Mann mit Gemüsemesser getötet: Nachbarin wird Zeugin des Streits im Leipziger Süden
Leipzig - Zweiter Verhandlungstag im Prozess um den Gemüsemesser-Stich ins Herz eines Mannes in der Leipziger Südvorstadt: Michael O. (60) muss sich wegen Totschlags vor dem Landgericht verantworten. Am Dienstag haben unter anderem Nachbarn ausgesagt - sie zeichneten das Bild eines von Auseinandersetzungen geprägten Alltags im Hof des Mehrfamilienhauses an der Richard-Lehmann-Straße.
"Plötzlich haben wir gehört, dass es zu einem Streit gekommen ist", erinnert sich eine Zeugin (35) an jenen tödlichen Nachmittag des 8. September im vergangenen Jahr. Die Anwohnerin aus einem anderen Haus habe mit ihrem Mann und ihrer Tochter im Garten Kaffee getrunken. Im Eingang des hinter einem Zaun und mehreren Bäumen liegenden Mehrfamilienhauses hätten sich zwei Männer gegenübergestanden - der Angeklagte und der später Verstorbene.
Sie habe die beiden Männer und eine offenbar dazugehörige Frau nur vom Sehen gekannt, Streitereien aber häufiger mitbekommen. Dabei sei es um Zutritt und Schlüssel zu dem Haus gegangen. Möglicherweise seien auch eine Liebschaft und Eifersucht im Spiel gewesen - dazu könne sie aber nur mutmaßen.
An jenem Septembertag habe es für sie so ausgesehen, als ob Michael O. seinem Streitgegner einen Schubs gegen den Oberkörper gegeben habe, der daraufhin zurückgetaumelt sei und "Aua, Aua" gerufen habe - "nach einem schmerzverzerrten Schrei" habe das für sie aber nicht geklungen. Als schließlich Polizei und Krankenwagen kamen, sei sie stutzig geworden.
Streitereien laut Zeuge "business as usual"
Auch ihr Ehemann (41) sagte aus: Er habe mit dem Rücken zur Szenerie gesessen und nichts gesehen, nur die laut schreienden Männerstimmen gehört. Doch das sei "business as usual" gewesen. Eine körperliche Auseinandersetzung habe er aber nie beobachtet, deshalb sei er auch nicht besorgt gewesen.
Einmal habe der 41-Jährige bei einem der vielen Konflikte mitbekommen, dass der Angeklagte den anderen Mann zum Verlassen des Grundstücks aufgefordert habe.
Eine weitere Anwohnerin (43) erklärte vor Gericht, sie kenne den Angeklagten vom Hallo sagen - "Er war immer ganz nett". Zudem habe er sich um die im Rollstuhl sitzende Mieterin gekümmert, die Michael O. in seiner Aussage am ersten Prozesstag als Lebensgefährtin bezeichnet hatte - ob die beiden ein Paar oder nur Freunde gewesen seien, wisse sie nicht.
Über den Verstorbenen habe die Mieterin der 43-Jährigen einmal erzählt, dass er wegen eines eingeschlagenen Fensters Hausverbot habe.

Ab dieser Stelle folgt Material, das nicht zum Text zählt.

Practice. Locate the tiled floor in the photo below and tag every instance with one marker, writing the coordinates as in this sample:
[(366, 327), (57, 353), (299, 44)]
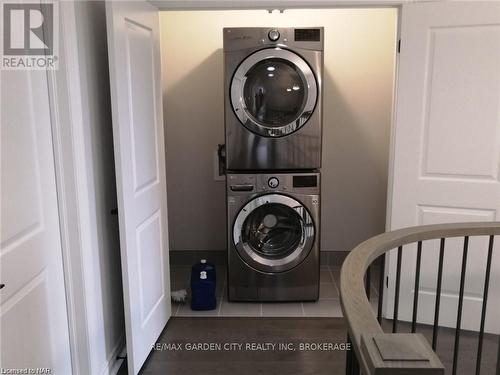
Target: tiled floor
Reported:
[(327, 306)]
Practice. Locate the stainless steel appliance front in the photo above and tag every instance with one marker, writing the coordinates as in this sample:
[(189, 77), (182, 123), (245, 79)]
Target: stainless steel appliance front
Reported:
[(273, 98), (273, 236)]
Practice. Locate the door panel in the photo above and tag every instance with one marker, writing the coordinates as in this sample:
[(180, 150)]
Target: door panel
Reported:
[(446, 164), (33, 314), (134, 57)]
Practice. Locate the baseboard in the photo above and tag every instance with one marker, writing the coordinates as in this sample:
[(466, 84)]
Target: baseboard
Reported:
[(333, 258), (219, 257), (190, 257), (113, 363)]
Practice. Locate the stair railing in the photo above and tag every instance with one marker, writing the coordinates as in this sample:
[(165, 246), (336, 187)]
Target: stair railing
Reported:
[(375, 352)]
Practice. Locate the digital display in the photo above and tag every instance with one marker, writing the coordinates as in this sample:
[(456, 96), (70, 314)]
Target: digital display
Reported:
[(305, 181), (307, 35)]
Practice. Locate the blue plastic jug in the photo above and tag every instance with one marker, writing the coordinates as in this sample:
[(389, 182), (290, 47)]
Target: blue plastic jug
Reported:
[(203, 280)]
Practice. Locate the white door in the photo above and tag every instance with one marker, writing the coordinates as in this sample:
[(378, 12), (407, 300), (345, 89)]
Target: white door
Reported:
[(33, 316), (135, 73), (446, 155)]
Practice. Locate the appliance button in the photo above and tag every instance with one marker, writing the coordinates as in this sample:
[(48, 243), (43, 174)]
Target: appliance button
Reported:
[(273, 182), (274, 35)]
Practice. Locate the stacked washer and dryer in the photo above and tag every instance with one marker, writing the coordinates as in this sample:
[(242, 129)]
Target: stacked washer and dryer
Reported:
[(273, 124)]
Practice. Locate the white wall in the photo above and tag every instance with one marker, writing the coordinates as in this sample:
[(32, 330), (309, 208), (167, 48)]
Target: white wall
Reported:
[(358, 83), (105, 315)]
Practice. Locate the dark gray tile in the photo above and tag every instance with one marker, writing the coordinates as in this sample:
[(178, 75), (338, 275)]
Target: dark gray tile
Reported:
[(323, 308), (240, 309), (292, 309), (328, 291)]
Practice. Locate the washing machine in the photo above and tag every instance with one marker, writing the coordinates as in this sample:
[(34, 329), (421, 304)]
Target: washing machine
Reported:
[(273, 98), (273, 236)]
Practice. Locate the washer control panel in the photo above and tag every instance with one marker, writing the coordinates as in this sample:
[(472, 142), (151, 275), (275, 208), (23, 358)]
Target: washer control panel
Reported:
[(299, 182), (273, 182), (273, 35)]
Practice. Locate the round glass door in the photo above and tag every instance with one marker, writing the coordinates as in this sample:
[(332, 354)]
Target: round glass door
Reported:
[(273, 92), (273, 233)]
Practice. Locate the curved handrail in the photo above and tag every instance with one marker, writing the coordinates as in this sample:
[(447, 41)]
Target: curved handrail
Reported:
[(356, 308)]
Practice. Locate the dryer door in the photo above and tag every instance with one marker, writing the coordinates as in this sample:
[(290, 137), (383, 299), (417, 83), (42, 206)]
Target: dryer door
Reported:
[(273, 92), (273, 233)]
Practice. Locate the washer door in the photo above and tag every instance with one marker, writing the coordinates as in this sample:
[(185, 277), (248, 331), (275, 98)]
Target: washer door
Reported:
[(273, 92), (273, 233)]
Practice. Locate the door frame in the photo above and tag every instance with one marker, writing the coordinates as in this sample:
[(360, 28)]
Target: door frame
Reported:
[(71, 164)]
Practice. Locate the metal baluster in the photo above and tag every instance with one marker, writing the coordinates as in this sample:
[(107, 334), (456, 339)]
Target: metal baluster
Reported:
[(417, 287), (381, 289), (349, 354), (498, 359), (396, 297), (368, 280), (483, 311), (355, 364), (438, 295), (460, 305)]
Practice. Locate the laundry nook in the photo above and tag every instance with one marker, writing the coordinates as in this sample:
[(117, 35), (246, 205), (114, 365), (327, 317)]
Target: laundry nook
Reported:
[(250, 187)]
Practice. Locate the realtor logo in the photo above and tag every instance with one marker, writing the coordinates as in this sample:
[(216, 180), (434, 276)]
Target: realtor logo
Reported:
[(29, 38)]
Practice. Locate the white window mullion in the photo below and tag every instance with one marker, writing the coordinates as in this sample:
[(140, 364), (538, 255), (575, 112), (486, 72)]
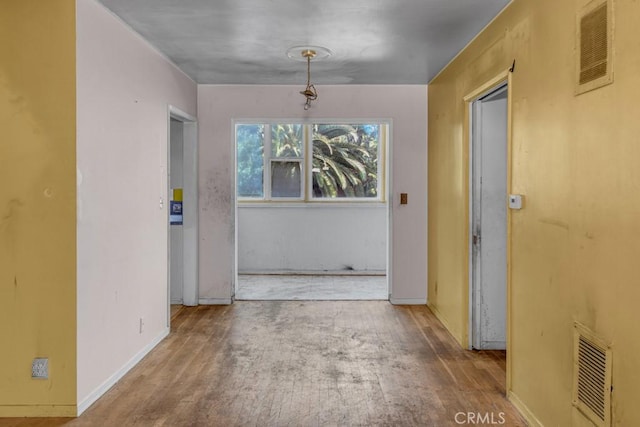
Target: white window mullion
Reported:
[(308, 155), (267, 161)]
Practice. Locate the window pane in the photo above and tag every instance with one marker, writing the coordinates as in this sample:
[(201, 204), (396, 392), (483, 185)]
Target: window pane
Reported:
[(250, 143), (285, 179), (345, 160), (286, 140)]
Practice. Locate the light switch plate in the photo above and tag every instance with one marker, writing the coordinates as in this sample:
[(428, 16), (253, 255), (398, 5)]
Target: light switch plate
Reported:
[(515, 201)]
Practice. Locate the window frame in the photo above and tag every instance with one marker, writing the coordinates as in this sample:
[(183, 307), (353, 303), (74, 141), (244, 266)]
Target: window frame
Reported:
[(306, 162)]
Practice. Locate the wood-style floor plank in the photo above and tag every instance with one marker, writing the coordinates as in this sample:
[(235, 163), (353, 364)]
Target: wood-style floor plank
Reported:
[(293, 363)]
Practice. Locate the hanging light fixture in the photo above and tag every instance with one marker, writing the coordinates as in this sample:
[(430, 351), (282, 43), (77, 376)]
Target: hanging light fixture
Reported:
[(307, 53), (310, 91)]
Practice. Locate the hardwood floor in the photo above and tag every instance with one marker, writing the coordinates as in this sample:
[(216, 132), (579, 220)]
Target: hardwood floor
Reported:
[(294, 363)]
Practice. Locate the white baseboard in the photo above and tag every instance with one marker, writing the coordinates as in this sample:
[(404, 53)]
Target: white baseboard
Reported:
[(110, 382), (524, 410), (408, 301), (214, 301), (312, 273)]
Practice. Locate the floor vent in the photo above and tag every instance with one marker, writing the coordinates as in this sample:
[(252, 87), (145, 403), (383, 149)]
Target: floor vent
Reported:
[(592, 376), (594, 46)]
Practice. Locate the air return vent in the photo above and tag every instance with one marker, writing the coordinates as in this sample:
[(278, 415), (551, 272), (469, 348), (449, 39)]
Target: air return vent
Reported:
[(592, 376), (594, 46)]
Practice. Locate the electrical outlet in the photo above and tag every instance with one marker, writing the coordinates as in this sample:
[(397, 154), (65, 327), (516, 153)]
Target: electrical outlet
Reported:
[(40, 368)]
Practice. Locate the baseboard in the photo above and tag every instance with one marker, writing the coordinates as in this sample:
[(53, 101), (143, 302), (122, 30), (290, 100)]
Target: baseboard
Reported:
[(110, 382), (408, 301), (312, 273), (214, 301), (524, 410), (21, 411), (447, 325)]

Am Tattag habe die 43-Jährige ihre Tochter aus dem Kindergarten abgeholt, es sei viel Polizei vor Ort gewesen und sie habe Michael O. zufällig an einer Haltestelle getroffen. Er habe angetrunken gewirkt, gelacht und gesagt: "Ich sehe mir das alles von hier aus an".
Messer aus Hosentasche oder Wohnung?
Ein 54-Jähriger, der Michael O. auch ein Zimmer untervermietet habe, beschrieb den Angeklagten als "sehr hilfsbereit" und betonte ebenfalls die Fürsorge für die an Krebs erkrankte und mittlerweile verstorbene Mieterin.

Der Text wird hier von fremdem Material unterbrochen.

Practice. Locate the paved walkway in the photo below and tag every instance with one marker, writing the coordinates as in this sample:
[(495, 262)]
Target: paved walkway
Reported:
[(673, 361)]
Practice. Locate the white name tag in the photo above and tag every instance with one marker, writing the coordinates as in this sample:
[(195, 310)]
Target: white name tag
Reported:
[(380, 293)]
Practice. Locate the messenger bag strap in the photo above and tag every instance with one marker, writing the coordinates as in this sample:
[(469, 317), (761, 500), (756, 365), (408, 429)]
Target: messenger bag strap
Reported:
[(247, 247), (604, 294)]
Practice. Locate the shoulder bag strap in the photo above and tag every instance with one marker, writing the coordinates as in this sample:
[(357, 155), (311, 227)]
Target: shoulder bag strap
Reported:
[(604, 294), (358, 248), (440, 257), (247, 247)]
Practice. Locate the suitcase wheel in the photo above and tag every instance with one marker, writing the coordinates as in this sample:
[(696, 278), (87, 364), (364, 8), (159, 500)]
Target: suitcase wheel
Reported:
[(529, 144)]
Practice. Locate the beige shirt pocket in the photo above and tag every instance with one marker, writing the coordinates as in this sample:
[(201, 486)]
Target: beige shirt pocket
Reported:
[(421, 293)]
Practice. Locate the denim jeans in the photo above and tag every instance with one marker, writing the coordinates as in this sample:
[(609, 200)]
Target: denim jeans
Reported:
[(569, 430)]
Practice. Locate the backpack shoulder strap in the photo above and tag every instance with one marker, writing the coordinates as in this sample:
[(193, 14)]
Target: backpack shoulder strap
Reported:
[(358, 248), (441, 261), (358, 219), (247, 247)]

Den Verstorbenen schilderte er als "1,90 Meter großen Hünen" und als "wahrscheinlich obdachlos".
Wie ihm der Angeklagte berichtet habe, soll das Opfer in dem Mehrfamilienhaus an der Richard-Lehmann-Straße Schlösser mit Sekundenkleber zugeklebt, eine Scheibe eingeschlagen und Michael O. regelmäßig tyrannisiert haben.
Auch während eines Gefängnis-Besuchs bei dem in Untersuchungshaft sitzenden Angeklagten habe Michael O. über den Tattag erzählt, dass der Mann ihn bedroht habe, ihn fertig machen wollte - aus Angst und zur Selbstverteidigung habe er das Messer aus der Wohnung der Frau geholt. Er habe den Streitgegner wegscheuchen wollen - doch der sei in das Messer gelaufen.
Der Angeklagte selbst hatte am ersten Prozesstag ausgesagt, dass ihm das Messer aus der Hose gefallen sei.
Der Prozess wird am 20. März fortgesetzt.